Vos’ second assassination attempt also went poorly, with Ventress sacrificing her life to keep Dooku from slaying him. Her death drove Vos to full contrition and a desire to truly rejoin the Jedi. Obi-Wan personally advocated for Vos to the Jedi Council, saying that the blame for his fall to the Dark Side lay with the Council itself for ordering a Jedi knight to commit an act as un-Jedi-like as assassination and asking him to get close to the Dark Side while doing it — which would explain why Obi-Wan would be so happy to see that his old friend survived the Clone Wars and remains on the side of the light.
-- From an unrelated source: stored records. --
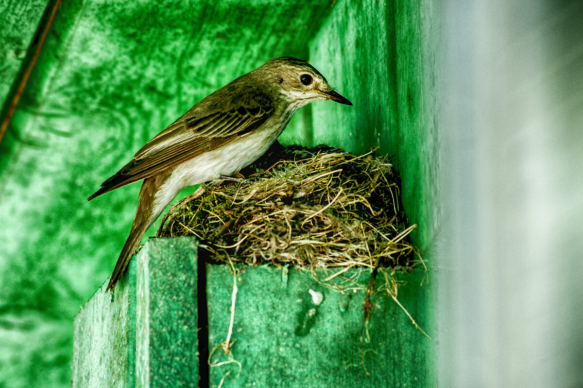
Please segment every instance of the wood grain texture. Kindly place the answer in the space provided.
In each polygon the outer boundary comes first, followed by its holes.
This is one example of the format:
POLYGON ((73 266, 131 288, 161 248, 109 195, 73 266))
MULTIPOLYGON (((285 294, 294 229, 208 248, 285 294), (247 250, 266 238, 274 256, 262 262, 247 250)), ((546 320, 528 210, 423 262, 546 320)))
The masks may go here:
MULTIPOLYGON (((354 104, 352 110, 314 104, 314 142, 353 152, 379 146, 379 152, 393 157, 409 222, 419 225, 413 242, 430 270, 438 265, 434 250, 442 207, 436 94, 440 35, 434 6, 430 2, 341 0, 310 46, 314 64, 337 69, 329 81, 354 104)), ((433 274, 431 270, 432 279, 433 274)), ((420 314, 431 321, 434 296, 426 292, 423 297, 417 302, 427 309, 420 314)), ((416 373, 431 386, 433 344, 407 346, 424 355, 426 369, 416 373)))
MULTIPOLYGON (((70 385, 73 317, 110 274, 139 185, 87 197, 209 93, 273 57, 307 58, 333 3, 69 0, 59 9, 0 144, 0 215, 10 223, 0 229, 0 314, 16 317, 0 332, 10 349, 0 385, 70 385)), ((0 18, 33 32, 33 4, 0 2, 9 9, 0 18)), ((303 115, 289 142, 304 136, 303 115)))
POLYGON ((190 387, 198 380, 196 243, 149 241, 112 295, 75 320, 73 387, 190 387))
MULTIPOLYGON (((343 276, 357 275, 350 270, 343 276)), ((333 273, 331 271, 328 275, 333 273)), ((230 320, 233 277, 226 265, 208 265, 209 348, 226 338, 230 320)), ((321 278, 325 278, 321 271, 321 278)), ((401 303, 422 326, 427 321, 427 287, 419 284, 424 274, 401 275, 401 303)), ((363 271, 358 283, 366 288, 370 274, 363 271)), ((337 279, 337 280, 338 280, 337 279)), ((367 376, 360 361, 359 335, 363 324, 365 292, 340 293, 314 281, 310 274, 290 268, 287 276, 269 266, 247 267, 238 277, 233 358, 241 363, 210 368, 210 386, 353 388, 426 387, 430 340, 415 328, 392 299, 376 295, 368 325, 370 342, 364 343, 367 376), (308 290, 321 292, 319 305, 308 290)), ((366 334, 365 334, 366 335, 366 334)), ((222 349, 212 361, 227 360, 222 349)))

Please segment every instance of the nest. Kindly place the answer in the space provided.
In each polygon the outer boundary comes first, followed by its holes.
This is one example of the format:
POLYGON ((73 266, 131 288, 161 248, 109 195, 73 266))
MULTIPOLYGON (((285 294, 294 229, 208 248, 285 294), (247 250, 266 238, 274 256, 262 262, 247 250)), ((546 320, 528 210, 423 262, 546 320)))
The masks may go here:
POLYGON ((211 262, 313 270, 419 261, 387 157, 276 144, 242 172, 246 179, 203 185, 173 207, 159 236, 196 236, 211 262))

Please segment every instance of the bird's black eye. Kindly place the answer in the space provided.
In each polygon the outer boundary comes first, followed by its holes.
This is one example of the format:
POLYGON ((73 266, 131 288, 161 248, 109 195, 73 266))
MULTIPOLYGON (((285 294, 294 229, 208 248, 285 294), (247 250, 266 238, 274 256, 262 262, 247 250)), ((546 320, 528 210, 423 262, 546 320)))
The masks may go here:
POLYGON ((312 83, 312 76, 310 74, 302 74, 301 76, 300 77, 300 81, 301 81, 302 83, 307 86, 312 83))

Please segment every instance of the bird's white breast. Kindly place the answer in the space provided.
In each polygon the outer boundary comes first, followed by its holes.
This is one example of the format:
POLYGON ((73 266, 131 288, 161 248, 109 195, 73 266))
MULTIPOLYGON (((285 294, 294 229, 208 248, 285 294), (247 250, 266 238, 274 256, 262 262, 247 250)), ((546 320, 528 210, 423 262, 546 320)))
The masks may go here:
POLYGON ((155 219, 166 205, 187 186, 232 176, 265 153, 285 128, 296 110, 275 115, 261 127, 239 139, 187 160, 176 167, 160 187, 154 200, 155 219))

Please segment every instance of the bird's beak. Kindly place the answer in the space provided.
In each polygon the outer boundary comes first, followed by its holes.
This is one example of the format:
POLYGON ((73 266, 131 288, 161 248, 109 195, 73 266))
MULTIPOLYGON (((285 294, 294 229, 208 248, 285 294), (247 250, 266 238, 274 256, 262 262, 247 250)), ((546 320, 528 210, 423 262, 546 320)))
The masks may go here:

Jedi Quinlan Vos slices through a droid with his lightsaber. He’s wearing dark clothing that exposes his muscular, tattooed arms, and has his hair in locs.

Quinlan Vos in the canon reference book Star Wars: Scum and Villainy: Case Files on the Galaxy’s Most Notorious.
Image: Raph Lomotan/Lucasfilm

Vos would go on to become a general of clone forces, and he was confirmed to have survived the slaughter of the Jedi by clone troopers in — checks notesStar Wars: Card Trader, the digital collectible card app.

It’s possible that this one sentence reference is all we get for Vos in Obi-Wan Kenobi. But it’s also possible that this is just the beginning of his role. There are a few actors we know have been cast in Obi-Wan Kenobi whose characters have not yet been revealed, including O’Shea Jackson Jr., who doesn’t not look like how Vos has been portrayed in Clone Wars and other Star Wars art.

With Leia in the hands of Inquisitor Reva Sevander, Vos’ tracking ability could be of good use to our hero. And his experience with the Dark Side could certainly be grist for Obi-Wan Kenobi’s examination of Jedi who turn bad, both with Anakin’s turn to Darth Vader and, as the show seems to be implying, Reva’s turn from a youngling running for her life in the show’s first episode to the ambitious Sith Inquisitor she is today.